Yvonne’s SKH doctor’s opinion contrasts the opinion of her private doctor. He believed that had Yvonne suffered heart failure from 2007, her condition would have shown up during childbirth in 2013, or through the multiple ECG tests Yvonne had done over the last 14 years.
In both Charlene’s and Yvonne’s situation, it appears that medical opinions can differ from doctor to doctor. It is also clear that medical opinions are far from being truths. In light of this we must objectively conclude there should be space for both ethical and scientific debates – from which I contended in a previous article that some suspected vaccine injured could have been unfairly dismissed. I also argued that a climate where alternative medical news are dissed at rather than engaged reasonably is unhelpful.
In closing, I asked if Yvonne regretted taking the jab. “It’s not as if I made this choice without due diligence,” Yvonne explained. According to her, when vaccines were first rolled out, ex-cancer patients and those with allergies were turned away at the vaccination centre. However, by the later half of 2021, the government assured everyone the vaccines are safe regardless. The doctor at Tampines Hub vaccination centre further reassured Yvonne that her allergies and ex-cancer status would not pose any safety concerns. With medical assurance given, what else could she have thought? Yvonne’s answers inform me of the necessity to continue a truth-oriented discourse even in a climate of silencing and monopoly of opinions, but how much more can I reason before POFMA shuts me down?
Is it fair for me to contend this unreasonableness that doctors behave as if vaccines can do no harm? Even if injury or death were to occur immediately following vaccination, few doctors would make that link. Like in Charlene’s and Yvonne’s case, it seems necessary for suspected vaccine injured victims to even bring up something as objective as “shouldn’t vaccines be a prime suspect to my sudden unexplained injury?” But victims who ask that soon realise the burden of proof is reversed. Rather than doctors disproving conclusively the vaccine’s link to the injury, victims are to prove causative links between their injury and the vaccine – an impossibility to both the lay and medically trained person, but which those on medically superior high horse can then easily refute or dismiss.
In a climate of disappearing humanity, Yvonne appreciates Charlene for reaching out to her and others who are injured. “Charlene’s the strong one,” said Yvonne. “At least for me, I don’t suffer pain. I am just constantly weak.” While Yvonne plays down her ordeal, in the span of days since I started writing this article, her condition seemingly worsens as an onset of disability appears on parts of her body.

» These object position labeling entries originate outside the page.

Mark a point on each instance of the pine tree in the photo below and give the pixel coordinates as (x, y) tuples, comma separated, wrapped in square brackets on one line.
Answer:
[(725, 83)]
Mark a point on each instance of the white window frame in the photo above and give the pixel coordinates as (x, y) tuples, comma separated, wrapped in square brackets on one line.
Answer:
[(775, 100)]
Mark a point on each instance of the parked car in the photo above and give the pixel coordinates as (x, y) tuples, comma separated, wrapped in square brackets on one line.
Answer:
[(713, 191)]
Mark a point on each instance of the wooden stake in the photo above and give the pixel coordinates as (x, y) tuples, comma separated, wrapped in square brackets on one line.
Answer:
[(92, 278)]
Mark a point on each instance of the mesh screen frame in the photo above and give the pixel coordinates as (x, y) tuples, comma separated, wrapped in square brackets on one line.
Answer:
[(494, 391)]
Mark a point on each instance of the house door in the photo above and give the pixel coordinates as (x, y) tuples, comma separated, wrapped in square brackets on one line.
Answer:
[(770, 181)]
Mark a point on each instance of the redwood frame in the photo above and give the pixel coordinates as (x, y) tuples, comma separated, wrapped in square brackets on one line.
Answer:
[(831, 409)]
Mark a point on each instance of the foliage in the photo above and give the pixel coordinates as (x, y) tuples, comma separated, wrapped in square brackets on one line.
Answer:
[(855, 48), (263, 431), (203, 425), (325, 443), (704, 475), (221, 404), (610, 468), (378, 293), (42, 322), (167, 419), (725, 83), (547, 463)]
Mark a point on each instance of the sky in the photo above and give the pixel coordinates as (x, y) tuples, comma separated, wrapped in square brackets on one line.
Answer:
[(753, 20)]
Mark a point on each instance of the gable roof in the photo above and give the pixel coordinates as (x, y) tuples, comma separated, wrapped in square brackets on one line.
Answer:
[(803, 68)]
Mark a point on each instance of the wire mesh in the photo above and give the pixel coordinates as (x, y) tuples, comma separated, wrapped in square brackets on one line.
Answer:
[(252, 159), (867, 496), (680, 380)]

Vaccine injured victims need help. Other than their physical ailment, they have wrecked up medical costs and suffered psychological pain. Many of their lives are irrevocably changed for the worst, but their plights are often considered necessary collateral damage. They are a neglected number that the public shuns. The national push for vaccines overshadows our conscience.
“No vaccines are perfect” some shouted on social media, ignorant of the fact that most victims do not disagree with that; but they had not even been properly warned of the risks in the first place. Coupled with social pressures, many felt like they practically did not have a choice. Now injured, nobody cares, even if they shall soon be shut out of societal life. Judging by the latest measures come January 2022 requiring the unvaccinated to test daily or they cannot enter their workplaces, Charlene ironically faces the situation that she will soon lose her job, in accepting the jab that should have helped her keep her job.